# How much action did the P-47N see and how did it perform?



## DAVIDICUS (Mar 11, 2005)

When did it become operational in the PTO?

How did it perform the air to air role?

How much action did it see?


----------



## DAVIDICUS (Mar 20, 2005)

Anyone?


Anyone?


Bueller? 



Bueller?


----------



## cheddar cheese (Mar 21, 2005)

There is an account somewhere of a pilot who bacame in ace in one sortie with a P-47N, ill try find it for you.


----------



## DAVIDICUS (Mar 21, 2005)

Thanks, my cheesy friend. 

On an unrelated note, how is it that you are such a fan of Italian planes? I understand that you are neither Italian, nor live in Italy. I'm just curious.


----------



## Anonymous (Mar 22, 2005)

A few P-47N's were flown by the 56th Fighter Group in Europe (alongside P-47M's), however the bulk flew in the PTO. There were evidently two P-47N Fighter Wings (3 FG's each), and they flew out of Ie Shima, Iwo Jima, Okinawa, and briefly from Saipan. The following 318th, 413th, 414th, and 507th FG's were all equiped with P-47N's - there may have been more. The first 318th, 413th, and 507th were all part of the 301st Fighter Wing, 7th AF (which appears to have become the 8th around Aug/Sept 1945?), where the 414th was part of the 20th AF. So at least 4 FG's existed. Missions started being flown in May 1945 and continued to the last day of the war. IIRC something around 30,000 sorties were flown.

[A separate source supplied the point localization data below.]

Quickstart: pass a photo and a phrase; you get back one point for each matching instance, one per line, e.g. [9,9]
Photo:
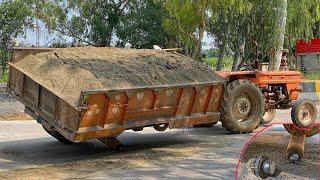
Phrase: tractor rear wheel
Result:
[58,136]
[268,116]
[304,113]
[242,107]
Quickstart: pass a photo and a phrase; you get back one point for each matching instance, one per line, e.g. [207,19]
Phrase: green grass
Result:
[226,65]
[4,78]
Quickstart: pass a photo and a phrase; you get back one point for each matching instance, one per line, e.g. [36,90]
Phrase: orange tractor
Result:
[279,90]
[78,94]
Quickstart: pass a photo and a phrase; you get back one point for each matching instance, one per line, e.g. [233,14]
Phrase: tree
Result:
[142,25]
[14,18]
[188,21]
[279,34]
[90,22]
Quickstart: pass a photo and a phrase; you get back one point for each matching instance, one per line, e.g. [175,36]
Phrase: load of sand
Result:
[67,72]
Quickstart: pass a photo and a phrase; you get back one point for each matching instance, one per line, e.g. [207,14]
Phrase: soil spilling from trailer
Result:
[66,72]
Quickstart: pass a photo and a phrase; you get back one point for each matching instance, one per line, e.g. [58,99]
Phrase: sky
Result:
[45,38]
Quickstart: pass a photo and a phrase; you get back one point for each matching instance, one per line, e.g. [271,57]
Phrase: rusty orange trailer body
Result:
[109,112]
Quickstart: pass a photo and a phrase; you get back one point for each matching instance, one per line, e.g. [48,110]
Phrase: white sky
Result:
[29,38]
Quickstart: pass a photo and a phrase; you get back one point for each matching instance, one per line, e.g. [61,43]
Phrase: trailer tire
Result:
[304,113]
[242,107]
[161,127]
[58,137]
[205,125]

The Pedermo story can be read here:

http://www.elknet.pl/acestory/perdomo/perdomo.htm

Note that the "Oscars" were in fact really Franks (Ki-84's), and they were piloted by two of the most experianced Sentai's of the IJA.

It should also be noted that while Pedermo is famous as being the last "ace in a day" of WWII, and thus in history, Lt. Richard Anderson also became an ace in a day in the P-47N on May 25th 1945.

The 318th FG history (including a little 413 and 507 history) in the P-47N can be read here:

http://home.earthlink.net/~atdouble/~318thFighterGroup.IeShima.html

=S=

Lunatic


----------



## DAVIDICUS (Mar 22, 2005)

Goof info. Thanks.


----------



## cheddar cheese (Mar 22, 2005)

DAVIDICUS said:


> Thanks, my cheesy friend.
> 
> On an unrelated note, how is it that you are such a fan of Italian planes? I understand that you are neither Italian, nor live in Italy. I'm just curious.



Well, Italian planes have bucket loads more character than any other country. Most of them look absolutely fantastic, and they performed surprisingly well. Also Italy do everything brilliantly, and I just wish I lived there instead of crappy UK 8)


----------



## DAVIDICUS (Mar 22, 2005)

I agree. At the point in time that Italy withdrew from the war in 1943, its 5 Series fighters were probably superior to the best fighters of Germany, the U.S. and Britain. 

Lastly, if I lived in the U.K., I would probably rather live in Italy as well. My family comes from Moneglia which is a little south of Genoa on the coast.


----------



## Jank (Mar 31, 2005)

How many saw combat in the Pacific? Would have been a flying terror to the Japs to be sure.


----------



## Anonymous (Mar 31, 2005)

Well, at least four FG's flew the P-47N in the PTO. My guess would be something between 250 and 500 planes?

=S=

Lunatic


----------



## Jank (Mar 31, 2005)

Were there more P-47 N than P-51 D in the Pacific?


----------



## Anonymous (Mar 31, 2005)

Again, just a guess, but I'd think not. P-51's operated off the same bases that P-47N's operated from. The also operated from other bases, including bases in Burma and China.

It would be interesting to see actual unit deployment info from about March 1944 through the end of the war in the PTO.

=S=

Lunatic


----------



## DAVIDICUS (Apr 8, 2005)

RG_Lunatic,

I just downloaded a Pilot Training Manual for the P-47N from that site you mentioned on another thread.

It had really astounding performance.


----------